Dans l'état actuel de la culture médicale commune, nous le savons tous, dix maladies mortelles que des mesures préventives peu coûteuses empêchent d'apparaître pèsent moins lourd dans la balance de l'opinion qu'une seule maladie à moitié guérie par des traitements coûteux. C'est le malaise dans la rationalité et dans l'abstraction qui est en cause ici. Les statistiques sur les effets de la prévention sont abstraites par rapport aux reportages des médias électroniques sur les guérisons miraculeuses de la médecine. Aucun système de santé public reposant sur un consensus démocratique ne peut survivre là où l'on n'a pas réussi à remédier au malaise dans la rationalité et l'abstraction.

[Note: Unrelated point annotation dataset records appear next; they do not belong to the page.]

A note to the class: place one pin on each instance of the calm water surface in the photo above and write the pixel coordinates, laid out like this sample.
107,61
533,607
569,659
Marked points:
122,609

Les conditions spirituelles

Mon attitude face à la souffrance et à la mort sera déterminante sur tous les plans qui viennent d'être évoqués. Si je veux éviter d'être obsédé par ma santé, je devrai m'abstenir d'attiser mes inquiétudes en consultant inutilement des thérapeutes; ce qui suppose l'acceptation du risque inhérent à la vie et, à la limite, le consentement à la mort. Pour les êtres complexes que nous sommes, même l'autonomie biologique devient difficile à défaut d'une spiritualité qui permette de supporter les grands risques.

 

 

Enjeux

L'information est l'enjeu principal: soigner c'est informer. Le verbe informer a d'abord signifié: «introduire une forme dans une matière». En ce sens, on peut dire que le sculpteur informe le marbre ou la glaise ou que le paysagiste informe un territoire. De la même manière, on peut dire que la médecine introduit ou réintroduit de la forme dans ce fragment de la Nature qui s'appelle l'être humain. Les thérapeutes ont pour mission d'aider l'être humain à se remettre en forme. Cet usage ancien du verbe informer a l'avantage de coïncider avec la définition de la maladie qui nous est inspirée par la génétique. Vue à travers la génétique, la maladie est une perte d'information ou une erreur dans la transmission de l'information. Un gène défectueux est littéralement un gène mal informé, un gène qui ne contient pas tous les codes nécessaires à l'apparition de la protéine qui doit remplir telle fonction dans l'organisme. Mais le mot forme dans l'usage ancien est aussi synonyme d'âme. «L'âme, écrit Aristote, est la forme d'un corps naturel ayant la vie en puissance.» Dire: soigner c'est informer, c'est aussi dire: soigner c'est donner ou redonner une âme, son âme à un malade. Comment? Par la communication, en aidant le malade au moyen de mots, de gestes et de rites, soit à recouvrer la santé en se réintégrant à la Nature, au Cosmos ou à la société, soit à s'accomplir en donnant un sens à sa souffrance et à sa mort.

Le verbe informer signifie surtout évidemment: transmettre des connaissances. L'expression soigner c'est informer demeure vraie dans ce sens plus familier du verbe informer. Soigner, c'est mobiliser des connaissances pour guérir un mal et transmettre d'autres connaissances pour aider le malade à se guérir lui-même ou à prévenir la maladie. «Ne buvez pas cette eau!»: c'est ainsi qu'on a combattu le choléra. L'hygiène publique à laquelle nous devons tant est essentiellement une entreprise d'information. Mais s'il y a les connaissances que le médecin transmet à son patient; il y a aussi celles qu'il en reçoit. Un climat permettant au malade de transmettre le maximum d'informations à son thérapeute est essentiel à la bonne médecine.